The 2nd/14th Light Horse Regiment (Queensland Mounted Infantry) recently pushed their Boxer combat reconnaissance vehicles (CRV) to the limit and live-fired the 30mm main turrets.

CAPTION: Soldiers from the 2nd/14th Light Horse Regiment (Queensland Mounted Infantry) conduct a live-fire training serial with an Australian Army Boxer Combat Reconnaissance Vehicle at Townsville Field Training Area, Queensland. Story by Captain Taylor Lynch. Photo by Corporal Nicole Dorrett.

The training was held in the Townsville Field Training Area, with the personnel honing their skills with the vehicle through rugged terrain, and fighting a notional enemy across the landscape.

Having completed their transition training from the Australian Light Armoured Vehicle (ASLAV), this was the first activity where Boxer crews could fully test what they had learned, exercising a combination of old and new armoured fighting vehicle tactics.

Officer Commanding A Squadron Major Dan Solomon outlined the training the squadron had been conducting in the field, and how much they had achieved in a short period.

“The training has allowed drivers to conduct a variety of tactical tasks, allowing soldiers to start understanding the full capability of the vehicle, pushing it to its limits, testing it in a rugged environment, and developing valuable experience and knowledge of the platform,” Major Solomon said.

“The progression of our training has been quite rapid.

“The soldiers have responded well and managed to transition from the ASLAV over the past 12 months through their conversion courses.

“We used the vehicles over a mixture of open and complex terrain, allowing the soldiers to throw the vehicle around, understand how safe and capable it is, letting them practise their camouflage, concealment and vehicle craft.”

Major Solomon also outlined the Boxer CRV’s enhanced armoured fighting vehicle capability when compared to existing and previous in-service platforms.

“The Boxer CRV is far more capable, protected, lethal and enabled,” he said.

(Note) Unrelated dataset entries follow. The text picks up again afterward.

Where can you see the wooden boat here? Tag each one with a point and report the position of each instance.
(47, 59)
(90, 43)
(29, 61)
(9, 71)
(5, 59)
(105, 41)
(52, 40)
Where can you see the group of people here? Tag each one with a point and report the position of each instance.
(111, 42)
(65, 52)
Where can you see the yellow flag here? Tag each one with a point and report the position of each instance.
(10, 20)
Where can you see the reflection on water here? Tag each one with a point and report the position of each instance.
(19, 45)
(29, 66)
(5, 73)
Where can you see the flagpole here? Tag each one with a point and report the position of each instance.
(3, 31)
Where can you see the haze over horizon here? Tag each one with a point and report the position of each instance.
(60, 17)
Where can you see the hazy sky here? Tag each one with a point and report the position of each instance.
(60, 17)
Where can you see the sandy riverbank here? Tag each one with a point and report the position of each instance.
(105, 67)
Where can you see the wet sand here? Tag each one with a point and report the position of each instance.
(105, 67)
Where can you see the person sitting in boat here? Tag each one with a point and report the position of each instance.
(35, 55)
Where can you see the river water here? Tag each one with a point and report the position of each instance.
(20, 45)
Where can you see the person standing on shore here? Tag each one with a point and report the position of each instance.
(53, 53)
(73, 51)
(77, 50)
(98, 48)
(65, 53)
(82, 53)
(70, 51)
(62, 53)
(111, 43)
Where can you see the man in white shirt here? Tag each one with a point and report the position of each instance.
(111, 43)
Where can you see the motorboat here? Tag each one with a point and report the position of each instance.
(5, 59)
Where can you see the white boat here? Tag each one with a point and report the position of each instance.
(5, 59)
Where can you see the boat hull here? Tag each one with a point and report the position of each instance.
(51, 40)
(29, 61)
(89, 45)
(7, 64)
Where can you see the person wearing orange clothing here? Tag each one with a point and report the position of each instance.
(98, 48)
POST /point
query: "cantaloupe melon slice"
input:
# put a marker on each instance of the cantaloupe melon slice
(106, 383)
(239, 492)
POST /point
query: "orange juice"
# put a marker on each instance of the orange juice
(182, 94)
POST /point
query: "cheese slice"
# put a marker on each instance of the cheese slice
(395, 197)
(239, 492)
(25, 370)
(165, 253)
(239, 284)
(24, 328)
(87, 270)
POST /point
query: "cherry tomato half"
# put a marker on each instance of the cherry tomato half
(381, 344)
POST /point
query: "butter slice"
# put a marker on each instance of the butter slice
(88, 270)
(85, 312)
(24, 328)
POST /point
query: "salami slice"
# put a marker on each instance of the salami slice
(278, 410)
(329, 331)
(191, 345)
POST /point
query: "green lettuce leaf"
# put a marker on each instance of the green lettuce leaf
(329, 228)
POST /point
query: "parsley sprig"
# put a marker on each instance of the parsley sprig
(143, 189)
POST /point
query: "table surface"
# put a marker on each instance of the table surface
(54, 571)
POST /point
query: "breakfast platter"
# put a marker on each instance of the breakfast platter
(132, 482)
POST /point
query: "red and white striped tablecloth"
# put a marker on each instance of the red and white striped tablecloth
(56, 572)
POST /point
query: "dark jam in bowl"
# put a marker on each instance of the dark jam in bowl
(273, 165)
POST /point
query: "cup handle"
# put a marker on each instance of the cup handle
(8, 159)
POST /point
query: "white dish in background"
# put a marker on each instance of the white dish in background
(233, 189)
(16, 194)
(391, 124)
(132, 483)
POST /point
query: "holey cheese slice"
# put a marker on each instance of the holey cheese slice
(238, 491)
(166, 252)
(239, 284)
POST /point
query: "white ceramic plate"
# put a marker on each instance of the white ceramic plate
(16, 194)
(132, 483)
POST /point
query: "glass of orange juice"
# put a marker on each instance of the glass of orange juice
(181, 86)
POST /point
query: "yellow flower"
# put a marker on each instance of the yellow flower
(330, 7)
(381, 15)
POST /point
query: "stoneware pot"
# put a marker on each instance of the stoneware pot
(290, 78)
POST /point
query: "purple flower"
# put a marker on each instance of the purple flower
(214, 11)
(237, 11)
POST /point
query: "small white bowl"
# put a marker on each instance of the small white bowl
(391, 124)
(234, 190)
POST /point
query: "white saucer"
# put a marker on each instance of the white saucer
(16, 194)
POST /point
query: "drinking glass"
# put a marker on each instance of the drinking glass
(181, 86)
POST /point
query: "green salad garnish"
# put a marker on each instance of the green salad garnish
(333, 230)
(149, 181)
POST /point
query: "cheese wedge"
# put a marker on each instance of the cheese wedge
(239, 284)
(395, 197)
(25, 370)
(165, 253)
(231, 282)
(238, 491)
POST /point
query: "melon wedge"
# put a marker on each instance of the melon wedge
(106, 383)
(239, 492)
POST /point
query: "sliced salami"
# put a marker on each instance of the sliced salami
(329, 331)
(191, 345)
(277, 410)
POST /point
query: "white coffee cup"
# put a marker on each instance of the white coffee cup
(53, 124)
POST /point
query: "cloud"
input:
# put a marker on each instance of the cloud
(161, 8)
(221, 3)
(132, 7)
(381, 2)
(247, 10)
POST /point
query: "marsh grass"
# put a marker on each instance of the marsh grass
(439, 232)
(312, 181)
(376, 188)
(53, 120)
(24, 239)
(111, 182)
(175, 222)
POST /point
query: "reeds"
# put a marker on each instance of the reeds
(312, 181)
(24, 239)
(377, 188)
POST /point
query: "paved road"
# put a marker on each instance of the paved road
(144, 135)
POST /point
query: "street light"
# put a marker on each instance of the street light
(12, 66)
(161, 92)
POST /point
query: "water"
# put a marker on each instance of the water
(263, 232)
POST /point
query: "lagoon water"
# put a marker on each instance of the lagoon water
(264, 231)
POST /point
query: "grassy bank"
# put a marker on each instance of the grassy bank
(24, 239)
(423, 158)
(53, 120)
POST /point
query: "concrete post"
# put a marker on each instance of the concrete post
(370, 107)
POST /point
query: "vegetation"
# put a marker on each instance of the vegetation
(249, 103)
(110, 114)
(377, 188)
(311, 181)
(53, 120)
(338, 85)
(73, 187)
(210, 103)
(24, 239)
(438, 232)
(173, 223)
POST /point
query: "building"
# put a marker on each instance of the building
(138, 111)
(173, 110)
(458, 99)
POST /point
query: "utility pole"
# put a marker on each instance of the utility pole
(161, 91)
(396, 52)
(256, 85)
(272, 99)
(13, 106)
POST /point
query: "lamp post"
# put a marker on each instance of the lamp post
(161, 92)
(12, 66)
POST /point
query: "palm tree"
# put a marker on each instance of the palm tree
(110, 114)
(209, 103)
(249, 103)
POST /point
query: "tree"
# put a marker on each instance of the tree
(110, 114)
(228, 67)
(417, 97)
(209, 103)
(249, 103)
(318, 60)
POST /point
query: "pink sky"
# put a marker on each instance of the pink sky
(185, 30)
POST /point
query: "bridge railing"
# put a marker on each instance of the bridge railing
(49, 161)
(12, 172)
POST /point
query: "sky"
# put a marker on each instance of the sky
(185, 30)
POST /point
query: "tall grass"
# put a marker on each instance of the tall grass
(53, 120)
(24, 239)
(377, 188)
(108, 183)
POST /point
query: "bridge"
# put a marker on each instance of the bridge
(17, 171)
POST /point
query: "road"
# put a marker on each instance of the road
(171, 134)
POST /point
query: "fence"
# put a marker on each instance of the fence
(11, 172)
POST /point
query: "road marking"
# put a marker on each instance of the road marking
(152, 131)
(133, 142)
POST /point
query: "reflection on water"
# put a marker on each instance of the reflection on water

“The armoured protection is better, the cross-country mobility is greater, and the turret, main gun and optic systems are also much more advanced.

“With the increased range of the gun and greater optics package in the turret, the lethality is far greater.

“It allows us to achieve greater standoff [distance] from our targets.”

Trooper Michael O’Brien has spent the past few months completing his ASLAV conversion courses and is now part of a Boxer CRV crew and explained how impressed he was with the new platform.

“What I love about the Boxer is the digital capability it provides,” Trooper O’Brien said.

“That gives the ability for the gunner to scan his sector while the crew commander scans a completely different sector, identifying targets by slewing onto new enemies for the gunner to engage.

“The crew commander can use the hunter-killer system to find more targets, allowing the gunner to re-engage, then re-engage again.

“The digital systems give the Boxer crew far greater situational awareness.”

Major Solomon said he was grateful for the opportunity to train with the Boxer CRV as it entered service with the Army.

“It’s very exciting to be part of this. The Boxer CRV is on its way to being one of the greatest armoured fighting vehicles in the world,” he said.

“It’s a privilege to be part of the journey of the Boxer’s introduction into service.

“It shows that the Australian Army is at the forward edge of armoured fighting vehicle technology around the world.”